Senin şarkın ne? Veya türkün?
Radyo varken hayatımızda görmediğimiz yüzleri hayal eder, bir kıbleye hürmet eder gibi tam karşımızdaki yüzlere dönmüş vaziyette, onları görerek yaşardık. Aynı mekânı...
Radyo varken hayatımızda görmediğimiz yüzleri hayal eder, bir kıbleye hürmet eder gibi tam karşımızdaki yüzlere dönmüş vaziyette, onları görerek yaşardık. Aynı mekânı paylaştıklarımızla rû be rû olabilme imkânımız vardı, ekransız günlerimizde… İşte radyolu bayramlarımızın en neşeli öznelerinden biri de klarnet ustası Mustafa Kandıralı idi. Sonraları yüzünü, ifadesini gördüğümüzde de sevdik onu. Çocukluğumuzda bayramlarımız neşeli geçtiyse, hepimiz bunu biraz ona borçluyuz. Haksız mıyım? Hüzzam taksiminde büyüklerin yüzü bulutlana dursun, nihavendiyle küçüklerimiz coşardı… Köçekçe ne güne duruyordu. Sonra bir de çiftetelliler… Hayat çok da üzülmeye gelmezdi…

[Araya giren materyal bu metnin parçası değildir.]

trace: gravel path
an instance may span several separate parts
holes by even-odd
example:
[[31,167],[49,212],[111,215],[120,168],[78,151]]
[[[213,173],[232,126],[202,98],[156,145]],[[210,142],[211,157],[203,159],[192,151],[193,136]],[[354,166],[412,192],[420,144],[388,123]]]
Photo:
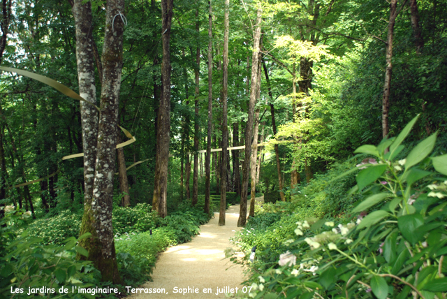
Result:
[[[192,242],[170,247],[161,254],[152,275],[154,281],[140,286],[141,290],[134,288],[134,293],[129,298],[224,298],[224,293],[216,295],[219,290],[240,290],[244,280],[242,267],[225,258],[224,253],[231,247],[228,238],[234,235],[233,231],[240,229],[237,227],[238,218],[239,205],[227,210],[224,226],[218,226],[219,213],[214,213],[214,218],[200,226],[200,234]],[[154,293],[163,289],[165,293]],[[145,293],[151,291],[152,293]],[[128,291],[131,293],[131,289]]]

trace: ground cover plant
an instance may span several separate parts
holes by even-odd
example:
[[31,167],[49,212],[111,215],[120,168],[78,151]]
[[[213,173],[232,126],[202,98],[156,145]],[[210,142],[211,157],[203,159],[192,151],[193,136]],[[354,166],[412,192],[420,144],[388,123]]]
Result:
[[432,153],[435,133],[396,159],[416,119],[396,138],[356,150],[370,157],[340,175],[357,173],[352,191],[365,196],[351,219],[289,215],[273,224],[288,217],[292,228],[270,242],[282,251],[274,261],[261,271],[253,264],[250,297],[444,298],[447,155]]

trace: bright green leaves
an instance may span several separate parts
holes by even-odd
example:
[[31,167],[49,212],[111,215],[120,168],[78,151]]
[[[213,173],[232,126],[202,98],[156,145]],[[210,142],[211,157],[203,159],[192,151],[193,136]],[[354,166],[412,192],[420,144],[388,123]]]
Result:
[[386,170],[386,164],[379,164],[371,166],[358,173],[357,177],[356,177],[358,189],[362,190],[369,184],[374,182],[382,175]]
[[400,133],[397,136],[396,139],[394,140],[393,144],[390,146],[390,152],[391,155],[397,149],[397,147],[400,145],[402,141],[404,141],[404,139],[405,139],[405,138],[410,133],[410,131],[411,131],[413,126],[414,126],[414,124],[416,122],[416,120],[418,120],[418,117],[419,117],[419,115],[418,115],[416,117],[411,119],[411,121],[409,122],[406,124],[406,126],[405,126],[405,128],[404,128],[402,132],[400,132]]
[[354,153],[367,154],[379,157],[379,151],[377,150],[377,147],[371,145],[362,145],[361,147],[356,150]]
[[390,215],[390,214],[383,210],[374,211],[365,217],[357,226],[357,228],[362,229],[365,227],[369,227],[372,225],[376,224],[388,215]]
[[[372,207],[374,205],[382,201],[387,197],[390,196],[391,194],[388,193],[379,193],[377,194],[372,195],[371,196],[362,201],[357,207],[352,210],[353,213],[357,213]],[[360,222],[361,223],[361,222]]]
[[432,158],[432,161],[437,171],[447,175],[447,154]]
[[388,285],[381,276],[373,275],[371,279],[371,290],[379,299],[386,299],[388,294]]
[[401,216],[397,219],[397,226],[404,238],[414,245],[423,235],[417,228],[424,224],[424,219],[420,214]]
[[436,143],[436,136],[437,133],[427,137],[422,140],[416,145],[406,157],[405,162],[405,168],[409,169],[410,167],[416,165],[423,161],[432,152]]

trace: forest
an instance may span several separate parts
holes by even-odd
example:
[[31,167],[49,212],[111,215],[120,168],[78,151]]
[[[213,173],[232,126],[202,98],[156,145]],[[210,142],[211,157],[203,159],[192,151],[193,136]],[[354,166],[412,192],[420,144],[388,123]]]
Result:
[[0,8],[1,298],[123,297],[51,290],[235,205],[235,298],[447,298],[446,0]]

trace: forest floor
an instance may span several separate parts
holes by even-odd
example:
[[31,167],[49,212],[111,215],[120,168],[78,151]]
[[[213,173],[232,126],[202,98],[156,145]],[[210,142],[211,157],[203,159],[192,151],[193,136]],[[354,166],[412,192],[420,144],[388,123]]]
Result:
[[[263,201],[263,198],[256,198],[256,201]],[[249,209],[249,200],[247,207]],[[139,288],[164,289],[166,293],[140,291],[129,298],[224,298],[222,291],[241,290],[246,278],[244,269],[226,258],[224,253],[226,249],[234,248],[228,239],[241,229],[237,226],[239,210],[239,205],[227,210],[224,226],[219,226],[219,213],[214,213],[214,217],[200,226],[200,234],[191,242],[170,247],[160,254],[152,275],[154,281]]]

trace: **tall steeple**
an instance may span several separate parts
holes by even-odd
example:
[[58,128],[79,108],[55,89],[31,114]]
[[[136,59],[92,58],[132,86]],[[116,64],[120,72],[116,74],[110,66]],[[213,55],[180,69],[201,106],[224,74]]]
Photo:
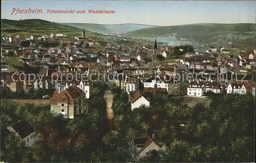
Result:
[[154,49],[157,49],[157,37],[156,37],[156,39],[155,40],[155,45],[154,45]]
[[86,40],[86,30],[82,30],[82,39],[83,40]]

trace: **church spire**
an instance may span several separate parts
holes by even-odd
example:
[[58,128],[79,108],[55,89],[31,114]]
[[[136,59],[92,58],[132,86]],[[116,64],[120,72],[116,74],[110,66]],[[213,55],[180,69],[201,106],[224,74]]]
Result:
[[156,39],[155,40],[155,45],[154,45],[154,49],[157,49],[157,37],[156,37]]
[[82,39],[84,41],[86,40],[86,30],[82,30]]

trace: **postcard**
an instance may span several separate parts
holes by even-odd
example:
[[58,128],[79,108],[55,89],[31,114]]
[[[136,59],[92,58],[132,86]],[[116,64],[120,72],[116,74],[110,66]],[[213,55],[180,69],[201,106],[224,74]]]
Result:
[[1,162],[254,161],[255,1],[1,2]]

1928 yılında Kocaeli’nin Kandıra ilçesinde doğar, eski bayramlarımıza eşlik eden usta. 10 yaşındayken çalmaya başlar klarneti. Kandıra’da berber Rahmi’den alır ilk derslerini… Henüz 15-16 yaşlarında İstanbul’a, cebinde az bir parayla iyi ki gelmiş. Zaten hemen hemen bütün ilginç çıkışlar cepte az bir parayla çıkıp gelme cesaretiyle olmamış mı? Bugün cebine, ne cebi, kartına para basılmış nice genç onu iki adım yere çıkıp saçlarından sürükleyecek bir hayali bulamıyor. Hayal mi katmak lazım sol cebe bilmem ki… Düşünün; 1960’larda plak doldurmuş, pek çok efsane ile aynı sahneyi paylaşmış, döneminin neredeyse bütün şarkıcılarına eşlik etmiş biri o.
Şimdi sahnesi başka… Pek ele geçmeyen bir sahnede yerini almış durumda!
Sahi şimdi biz milletçe neyi dinliyoruz bayramlarda? Zevk ü sefanın bin bir çeşidi içinde birkaç seçkin eserde milletçe birbirimizin yüzüne bakıp, duvarları geçen bir tebessümle tebessüm edebiliyor muyuz? Milli marşın ötesinde; hep beraber benimsediğimiz, gözlerimizden topladığı ışıltıları kendine gün ışığı yapan, duygularımıza bir orduya savaşı emreder gibi sevdayı emreden eserlerimiz var mı? Var da yok gibi mi?
Hepsini dizelim yeniden hayatımıza. Kulağımız essahtan şenlensin...
Bizim büyüklerimiz şarkıları dinlerken, aşkın ilahi, mecazi, çiçek böcek sevgisi veya hatta kertenkele ve hamam böceğinin hayat hakkı da dâhil her tür güzel duygular ve düşüncelerle dinlenmesi gerektiğini salık verirler, gözlerimizin önünde icra ettikleri tabii fasıllarla bunu bize iyice belletirlerdi. Biz eskiden şarkı söyleyecekken nerdeyse abdest alacak olurduk. Fasıl yapılacak gibiyse o akşam hele...
Musiki haram filan değil. Belki müzik sakıncalı… Her şeyin belli bir ölçüsü var sadece… Hem kanat takmak haram mı olurmuş. Uçmak haram mı olurmuş hiç. Musiki bizi yerden, ayakaltından kaldırır. Uçurur az. Kanat sesi şifadır; yürümekten, sürünmekten yorulan ayağa… Uçmak ne kadar olabileceğimiz. Konmak olabildiğimizdir.